Wednesday, October 23, 2013

I'm having their Baby Defense Mechanism

A little over twelve years ago, I was in my mid twenties, single, scared out of my mind, and pregnant. For a myriad of different reasons that aren't the point of this post, I’d made the choice to place my baby for adoption. I had chosen a good family and things were falling into place logistically but they weren't in my heart. There is absolutely nothing natural about rubbing your own belly to calm your kicking baby knowing you’ll only spend a few short days with him (or her) before you hand him over to the woman he’ll call Mom. But, I needed a way to cope, a way to be strong enough, and follow through with what I felt was best at that time in my life.
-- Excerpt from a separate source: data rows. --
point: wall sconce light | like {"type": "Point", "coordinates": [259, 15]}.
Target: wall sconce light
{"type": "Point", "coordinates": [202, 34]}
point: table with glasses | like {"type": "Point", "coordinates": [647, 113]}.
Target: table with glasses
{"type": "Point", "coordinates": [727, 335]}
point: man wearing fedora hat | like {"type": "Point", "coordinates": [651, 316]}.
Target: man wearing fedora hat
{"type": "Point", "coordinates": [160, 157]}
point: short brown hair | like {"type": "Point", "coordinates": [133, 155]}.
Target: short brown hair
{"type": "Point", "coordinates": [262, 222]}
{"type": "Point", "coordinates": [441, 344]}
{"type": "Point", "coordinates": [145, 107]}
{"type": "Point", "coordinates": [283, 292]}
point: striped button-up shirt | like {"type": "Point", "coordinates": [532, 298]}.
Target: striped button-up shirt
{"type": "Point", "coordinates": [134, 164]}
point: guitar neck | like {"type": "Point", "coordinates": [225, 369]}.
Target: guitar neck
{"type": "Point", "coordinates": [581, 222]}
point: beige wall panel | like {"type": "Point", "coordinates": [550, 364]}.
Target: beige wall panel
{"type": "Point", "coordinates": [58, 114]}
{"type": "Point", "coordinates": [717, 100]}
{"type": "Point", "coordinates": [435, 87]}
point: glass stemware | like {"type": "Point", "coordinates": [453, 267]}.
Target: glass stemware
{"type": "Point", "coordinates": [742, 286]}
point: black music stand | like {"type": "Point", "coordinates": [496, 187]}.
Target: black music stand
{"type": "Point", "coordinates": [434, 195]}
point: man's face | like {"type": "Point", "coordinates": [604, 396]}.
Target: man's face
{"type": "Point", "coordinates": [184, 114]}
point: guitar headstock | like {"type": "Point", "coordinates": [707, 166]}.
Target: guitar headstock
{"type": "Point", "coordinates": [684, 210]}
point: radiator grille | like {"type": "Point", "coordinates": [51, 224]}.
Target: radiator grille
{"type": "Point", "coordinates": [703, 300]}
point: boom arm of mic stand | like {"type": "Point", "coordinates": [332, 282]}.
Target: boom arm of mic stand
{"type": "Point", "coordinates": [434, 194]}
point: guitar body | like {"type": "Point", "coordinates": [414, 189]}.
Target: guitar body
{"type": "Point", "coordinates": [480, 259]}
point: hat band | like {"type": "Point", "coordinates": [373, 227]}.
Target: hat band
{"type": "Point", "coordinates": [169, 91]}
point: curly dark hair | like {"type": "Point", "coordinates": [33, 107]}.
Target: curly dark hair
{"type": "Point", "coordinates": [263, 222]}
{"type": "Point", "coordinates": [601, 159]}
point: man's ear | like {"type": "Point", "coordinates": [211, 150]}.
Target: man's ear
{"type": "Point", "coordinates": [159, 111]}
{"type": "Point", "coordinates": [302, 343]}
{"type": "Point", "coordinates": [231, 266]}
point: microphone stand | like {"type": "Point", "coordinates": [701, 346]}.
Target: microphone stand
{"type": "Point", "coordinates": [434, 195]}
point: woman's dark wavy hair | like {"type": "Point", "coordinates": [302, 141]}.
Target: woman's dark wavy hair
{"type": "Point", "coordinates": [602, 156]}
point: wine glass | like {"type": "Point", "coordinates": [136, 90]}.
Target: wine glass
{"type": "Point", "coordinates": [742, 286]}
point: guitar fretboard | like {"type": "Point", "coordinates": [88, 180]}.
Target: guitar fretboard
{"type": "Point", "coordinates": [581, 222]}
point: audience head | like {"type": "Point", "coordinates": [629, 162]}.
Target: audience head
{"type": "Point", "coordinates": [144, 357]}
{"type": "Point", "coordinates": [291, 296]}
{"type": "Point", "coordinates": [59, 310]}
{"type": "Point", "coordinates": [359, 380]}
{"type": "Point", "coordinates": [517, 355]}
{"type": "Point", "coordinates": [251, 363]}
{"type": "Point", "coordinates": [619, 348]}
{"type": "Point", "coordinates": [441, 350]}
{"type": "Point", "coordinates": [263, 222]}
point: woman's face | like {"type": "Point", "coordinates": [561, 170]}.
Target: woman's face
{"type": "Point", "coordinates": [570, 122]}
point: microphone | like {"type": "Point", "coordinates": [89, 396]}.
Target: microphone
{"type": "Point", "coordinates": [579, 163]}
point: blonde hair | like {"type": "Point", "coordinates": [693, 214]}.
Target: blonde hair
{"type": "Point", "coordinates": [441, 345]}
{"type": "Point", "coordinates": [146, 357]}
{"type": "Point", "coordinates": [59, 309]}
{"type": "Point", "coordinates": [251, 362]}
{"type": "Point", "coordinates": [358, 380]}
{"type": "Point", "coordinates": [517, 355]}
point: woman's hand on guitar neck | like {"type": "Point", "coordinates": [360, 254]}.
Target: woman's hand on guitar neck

So my defense mechanism became referring to Charlie, referring to my son, as “their baby.” “I’m having this baby for them. This is their son.” I’d tell myself that over and over. I’d use it in conversation with strangers. I’d even go as far as to say “I’m having this baby for friends” because at that point, they had become my friends so it wasn't totally a lie but it wasn't the truth either. I was in big time denial of the way I was about to feel. I was trying to detach myself from my baby. It was my way of coping and it continued until the day I gave birth four weeks early.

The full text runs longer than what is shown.